Do ginekologa chodze regularnie, poniewaz zazywam tabletki antykoncepcyjne, wiec i tam potrzebne sa regularne badania. Jezeli chodzi o inne sprawy, to odwiedzam tez czasem laryngologa, poniewaz mam problemy z uchem. Kiedys bolala mnie bardzo reka ( kciuk dokladnie), nawet pisalam tutaj na forum, po prostu mi wypadal. Poszlam do lekarza, poniewaz, moze nie byl to bol nie do zniesienia, ale przeszkadzal mi w "obludze" Liwii kiedy byla jeszcze malenka.
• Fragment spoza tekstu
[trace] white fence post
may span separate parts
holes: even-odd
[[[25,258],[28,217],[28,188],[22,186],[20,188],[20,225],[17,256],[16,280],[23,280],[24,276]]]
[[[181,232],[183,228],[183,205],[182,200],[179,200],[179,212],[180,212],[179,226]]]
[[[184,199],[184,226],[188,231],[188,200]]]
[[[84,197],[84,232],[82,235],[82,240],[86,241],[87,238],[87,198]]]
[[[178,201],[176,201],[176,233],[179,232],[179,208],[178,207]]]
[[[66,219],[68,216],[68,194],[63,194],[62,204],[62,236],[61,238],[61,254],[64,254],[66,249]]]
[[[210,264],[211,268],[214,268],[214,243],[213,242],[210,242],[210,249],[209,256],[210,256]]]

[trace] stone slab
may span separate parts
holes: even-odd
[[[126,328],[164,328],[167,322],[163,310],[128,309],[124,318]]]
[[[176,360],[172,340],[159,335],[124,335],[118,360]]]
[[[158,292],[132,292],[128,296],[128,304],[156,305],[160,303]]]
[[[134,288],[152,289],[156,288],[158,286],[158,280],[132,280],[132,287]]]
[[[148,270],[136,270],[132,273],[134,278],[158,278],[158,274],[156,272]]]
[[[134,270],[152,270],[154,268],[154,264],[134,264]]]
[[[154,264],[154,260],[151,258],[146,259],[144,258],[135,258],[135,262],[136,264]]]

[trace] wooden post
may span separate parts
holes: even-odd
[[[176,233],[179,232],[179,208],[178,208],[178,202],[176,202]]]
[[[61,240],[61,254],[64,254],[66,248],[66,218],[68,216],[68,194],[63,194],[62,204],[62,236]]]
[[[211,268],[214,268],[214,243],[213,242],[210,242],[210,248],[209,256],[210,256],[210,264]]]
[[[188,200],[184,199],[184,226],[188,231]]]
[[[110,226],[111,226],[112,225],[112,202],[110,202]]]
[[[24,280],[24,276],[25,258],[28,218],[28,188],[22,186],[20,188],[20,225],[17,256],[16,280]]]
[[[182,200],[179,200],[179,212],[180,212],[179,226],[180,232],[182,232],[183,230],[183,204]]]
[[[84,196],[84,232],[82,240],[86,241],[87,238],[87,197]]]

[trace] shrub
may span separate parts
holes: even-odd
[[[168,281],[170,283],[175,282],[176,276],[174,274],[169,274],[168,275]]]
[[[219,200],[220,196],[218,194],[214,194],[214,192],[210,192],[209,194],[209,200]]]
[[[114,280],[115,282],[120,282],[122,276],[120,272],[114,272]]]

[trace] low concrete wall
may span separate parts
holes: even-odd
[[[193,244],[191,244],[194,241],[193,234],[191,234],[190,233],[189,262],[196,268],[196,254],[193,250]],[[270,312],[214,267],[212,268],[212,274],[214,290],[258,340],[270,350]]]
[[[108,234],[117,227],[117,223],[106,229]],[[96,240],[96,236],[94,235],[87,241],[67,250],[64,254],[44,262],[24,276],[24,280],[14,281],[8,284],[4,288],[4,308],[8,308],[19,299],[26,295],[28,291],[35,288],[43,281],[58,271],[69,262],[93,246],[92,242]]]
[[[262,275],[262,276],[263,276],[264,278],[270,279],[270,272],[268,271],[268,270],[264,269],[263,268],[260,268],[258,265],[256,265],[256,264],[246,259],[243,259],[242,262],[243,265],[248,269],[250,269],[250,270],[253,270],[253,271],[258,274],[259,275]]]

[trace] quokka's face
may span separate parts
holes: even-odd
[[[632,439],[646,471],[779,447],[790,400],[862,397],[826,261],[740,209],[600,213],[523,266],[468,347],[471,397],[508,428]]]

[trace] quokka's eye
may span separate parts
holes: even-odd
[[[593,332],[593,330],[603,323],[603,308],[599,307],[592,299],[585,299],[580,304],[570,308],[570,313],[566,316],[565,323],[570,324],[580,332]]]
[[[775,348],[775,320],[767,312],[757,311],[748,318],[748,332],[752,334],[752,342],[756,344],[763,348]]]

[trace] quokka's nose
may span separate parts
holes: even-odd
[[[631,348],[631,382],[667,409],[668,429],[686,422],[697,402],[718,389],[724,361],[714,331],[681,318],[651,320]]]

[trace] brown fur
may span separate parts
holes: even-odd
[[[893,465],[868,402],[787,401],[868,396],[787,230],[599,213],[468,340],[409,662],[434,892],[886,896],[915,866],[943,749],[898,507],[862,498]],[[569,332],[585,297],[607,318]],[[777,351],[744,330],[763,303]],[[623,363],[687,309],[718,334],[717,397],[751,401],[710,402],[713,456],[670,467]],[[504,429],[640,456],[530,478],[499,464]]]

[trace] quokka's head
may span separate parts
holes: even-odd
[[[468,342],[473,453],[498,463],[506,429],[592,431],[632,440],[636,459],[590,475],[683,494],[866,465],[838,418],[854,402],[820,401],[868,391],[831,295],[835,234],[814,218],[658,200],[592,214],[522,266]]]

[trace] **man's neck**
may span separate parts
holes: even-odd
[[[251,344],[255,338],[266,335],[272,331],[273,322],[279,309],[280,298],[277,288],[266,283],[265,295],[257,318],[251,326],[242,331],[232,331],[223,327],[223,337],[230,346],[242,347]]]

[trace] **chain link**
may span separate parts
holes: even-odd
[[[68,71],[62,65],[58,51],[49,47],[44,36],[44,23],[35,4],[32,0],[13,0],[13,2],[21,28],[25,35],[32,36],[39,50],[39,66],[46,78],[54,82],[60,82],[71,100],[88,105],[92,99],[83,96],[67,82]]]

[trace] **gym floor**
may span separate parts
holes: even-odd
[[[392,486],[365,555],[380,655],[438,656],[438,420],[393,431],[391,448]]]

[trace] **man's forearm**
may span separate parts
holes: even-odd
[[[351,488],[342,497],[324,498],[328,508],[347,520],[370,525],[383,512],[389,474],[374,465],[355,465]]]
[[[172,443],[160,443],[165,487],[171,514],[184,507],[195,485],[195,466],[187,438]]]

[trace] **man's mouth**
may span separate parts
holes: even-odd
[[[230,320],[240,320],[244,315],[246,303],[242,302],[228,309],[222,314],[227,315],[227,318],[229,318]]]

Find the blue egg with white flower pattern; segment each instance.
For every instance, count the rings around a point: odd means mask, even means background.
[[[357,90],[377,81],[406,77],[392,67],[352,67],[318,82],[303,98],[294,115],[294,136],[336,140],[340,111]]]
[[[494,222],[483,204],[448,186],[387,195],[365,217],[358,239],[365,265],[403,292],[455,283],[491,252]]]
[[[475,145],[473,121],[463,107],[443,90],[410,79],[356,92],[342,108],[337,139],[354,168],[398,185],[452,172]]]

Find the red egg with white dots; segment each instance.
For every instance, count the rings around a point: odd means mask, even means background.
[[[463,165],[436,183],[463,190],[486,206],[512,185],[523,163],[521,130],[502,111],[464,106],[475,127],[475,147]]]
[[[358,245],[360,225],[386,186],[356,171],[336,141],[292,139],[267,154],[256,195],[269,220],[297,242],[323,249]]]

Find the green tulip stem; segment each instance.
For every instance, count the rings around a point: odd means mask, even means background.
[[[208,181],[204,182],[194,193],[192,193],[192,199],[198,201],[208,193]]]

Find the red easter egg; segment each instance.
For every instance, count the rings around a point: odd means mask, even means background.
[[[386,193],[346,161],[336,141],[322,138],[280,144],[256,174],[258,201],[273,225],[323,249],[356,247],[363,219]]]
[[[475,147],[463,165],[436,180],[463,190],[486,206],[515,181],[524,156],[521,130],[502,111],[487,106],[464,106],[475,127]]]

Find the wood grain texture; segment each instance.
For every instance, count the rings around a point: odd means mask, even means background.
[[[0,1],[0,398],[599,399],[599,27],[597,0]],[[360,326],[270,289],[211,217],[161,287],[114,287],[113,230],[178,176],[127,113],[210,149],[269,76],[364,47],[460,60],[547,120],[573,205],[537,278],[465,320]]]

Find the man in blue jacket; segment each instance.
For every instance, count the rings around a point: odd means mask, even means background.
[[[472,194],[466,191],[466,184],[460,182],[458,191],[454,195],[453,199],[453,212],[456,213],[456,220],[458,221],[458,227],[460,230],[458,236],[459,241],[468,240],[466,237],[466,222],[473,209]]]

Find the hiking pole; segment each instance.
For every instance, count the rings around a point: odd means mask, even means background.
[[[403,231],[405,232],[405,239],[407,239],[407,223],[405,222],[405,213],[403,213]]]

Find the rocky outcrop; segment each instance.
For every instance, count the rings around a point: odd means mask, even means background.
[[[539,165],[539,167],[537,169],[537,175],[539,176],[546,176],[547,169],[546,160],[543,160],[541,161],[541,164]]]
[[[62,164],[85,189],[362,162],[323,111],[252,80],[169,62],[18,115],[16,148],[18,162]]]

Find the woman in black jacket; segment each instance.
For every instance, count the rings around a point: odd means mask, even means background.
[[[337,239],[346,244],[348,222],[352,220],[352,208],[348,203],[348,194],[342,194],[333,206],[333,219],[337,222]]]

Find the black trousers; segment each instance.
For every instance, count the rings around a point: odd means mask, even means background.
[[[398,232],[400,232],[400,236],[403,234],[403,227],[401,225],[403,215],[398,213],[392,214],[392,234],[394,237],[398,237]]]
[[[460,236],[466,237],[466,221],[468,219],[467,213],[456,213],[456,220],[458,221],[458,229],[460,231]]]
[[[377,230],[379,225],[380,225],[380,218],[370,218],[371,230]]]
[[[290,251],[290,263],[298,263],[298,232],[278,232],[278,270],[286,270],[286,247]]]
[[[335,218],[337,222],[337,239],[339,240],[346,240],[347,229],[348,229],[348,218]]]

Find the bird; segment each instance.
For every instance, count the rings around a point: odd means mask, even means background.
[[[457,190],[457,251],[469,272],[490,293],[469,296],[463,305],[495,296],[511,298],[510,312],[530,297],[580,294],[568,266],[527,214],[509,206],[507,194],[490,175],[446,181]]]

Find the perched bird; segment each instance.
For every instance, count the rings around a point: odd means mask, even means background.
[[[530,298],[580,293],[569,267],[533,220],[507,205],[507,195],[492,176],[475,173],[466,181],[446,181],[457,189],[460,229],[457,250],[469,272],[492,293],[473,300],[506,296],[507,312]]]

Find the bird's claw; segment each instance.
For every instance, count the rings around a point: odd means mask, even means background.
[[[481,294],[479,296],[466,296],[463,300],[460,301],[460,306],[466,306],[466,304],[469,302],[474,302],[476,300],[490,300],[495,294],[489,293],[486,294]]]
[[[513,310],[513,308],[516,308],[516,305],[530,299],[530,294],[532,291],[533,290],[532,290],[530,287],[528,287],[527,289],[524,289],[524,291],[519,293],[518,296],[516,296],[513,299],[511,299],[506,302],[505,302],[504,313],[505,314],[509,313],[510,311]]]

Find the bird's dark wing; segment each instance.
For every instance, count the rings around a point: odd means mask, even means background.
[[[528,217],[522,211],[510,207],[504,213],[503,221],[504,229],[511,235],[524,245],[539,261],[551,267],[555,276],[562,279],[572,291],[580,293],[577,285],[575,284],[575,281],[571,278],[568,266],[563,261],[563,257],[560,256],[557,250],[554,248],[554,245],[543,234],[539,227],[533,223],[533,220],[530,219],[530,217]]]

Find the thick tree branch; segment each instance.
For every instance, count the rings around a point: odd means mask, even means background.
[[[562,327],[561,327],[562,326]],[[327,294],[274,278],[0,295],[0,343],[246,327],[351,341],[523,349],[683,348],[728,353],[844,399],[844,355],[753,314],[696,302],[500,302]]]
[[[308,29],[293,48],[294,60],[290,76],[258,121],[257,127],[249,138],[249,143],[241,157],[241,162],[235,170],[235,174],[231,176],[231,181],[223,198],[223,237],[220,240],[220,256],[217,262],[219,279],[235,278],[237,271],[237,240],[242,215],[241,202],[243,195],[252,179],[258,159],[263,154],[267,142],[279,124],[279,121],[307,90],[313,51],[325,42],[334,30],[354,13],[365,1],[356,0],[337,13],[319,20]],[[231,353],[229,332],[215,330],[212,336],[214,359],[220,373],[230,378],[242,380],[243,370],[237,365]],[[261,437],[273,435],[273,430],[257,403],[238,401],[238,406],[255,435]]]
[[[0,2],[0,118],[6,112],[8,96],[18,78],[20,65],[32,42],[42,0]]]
Na szczescie tabletki pomogly.
Ginekolog regularnie- raz na pół roku, w ciąży co miesiąc
Okulista- raz na rok, raz na dwa lata- już teraz pora mi iść- ale koszt nowych okularów przeraża
Badania krwi- jak słabo się czuje i w ciąży
Dentysta- też muszę się zapisać- poleczyć zęby, bo potem gdy urodzi się drugie maleństwo- to może być ciężko dolecieć.
Rodzinny- jak już coś mi naprawdę dolega...
- Zarejestrowany: 26.01.2010, 18:21
- Posty: 18946
lekarzy omijam z daleka . Do rodzinnego idę , jak już na prawdę muszę ...
- Zarejestrowany: 18.09.2012, 14:39
- Posty: 4749
Ginekolog regularnie- raz na pół roku, w ciąży co miesiąc
Okulista- raz na rok, raz na dwa lata- już teraz pora mi iść- ale koszt nowych okularów przeraża
Badania krwi- jak słabo się czuje i w ciąży
Dentysta- też muszę się zapisać- poleczyć zęby, bo potem gdy urodzi się drugie maleństwo- to może być ciężko dolecieć.
Rodzinny- jak już coś mi naprawdę dolega...
Dentyste staram się regularnie na nfz umawiać bo mi kruszą się zęby strasznie, choć nie powiem żeby to frajda była, bo za plombę i tak mus płacić.
Ginekolog do zeszłego roku był bardziej niż regularnie bo co 3 miesiące, ale w tym roku może w lipcu wkońcu go nawiedzę
Okulista - jak czuję że się pogarsza - bo też koszt szkieł jest koszmarny że o oprawkach nie wspomnę.
Do rodzinnego czeka się u nas 3 miesiące, więc sobie odpuszczam, chyba że potrzebuję skierowania do specjalisty, albo potrzebuję usg nerek to wtedy się zapisuję. Morfologia tak raz na rok, a badania inne kontrolne raz na 2 raz na 3 lata.
Ale prawda ze zdrowiem jest taka, że nikt nie zna ani dnia ani godziny...
- Zarejestrowany: 18.04.2008, 22:57
- Posty: 161880
A skąd... ja tam czekam aż samo przejdzie...
Ostatnio często zdarza mi się być u lekarza. Gdy robiłam badania niezbędne przed operacją, wyszło z krwi, że mam anemię i tarczyca też nie funkcjonuje prawidłowo. Więc chyba nie ma na co czekac tylko trzeba się zacząć leczyć.
Ewa nie boisz się zachodzić w ciąże z chorą tarczycą?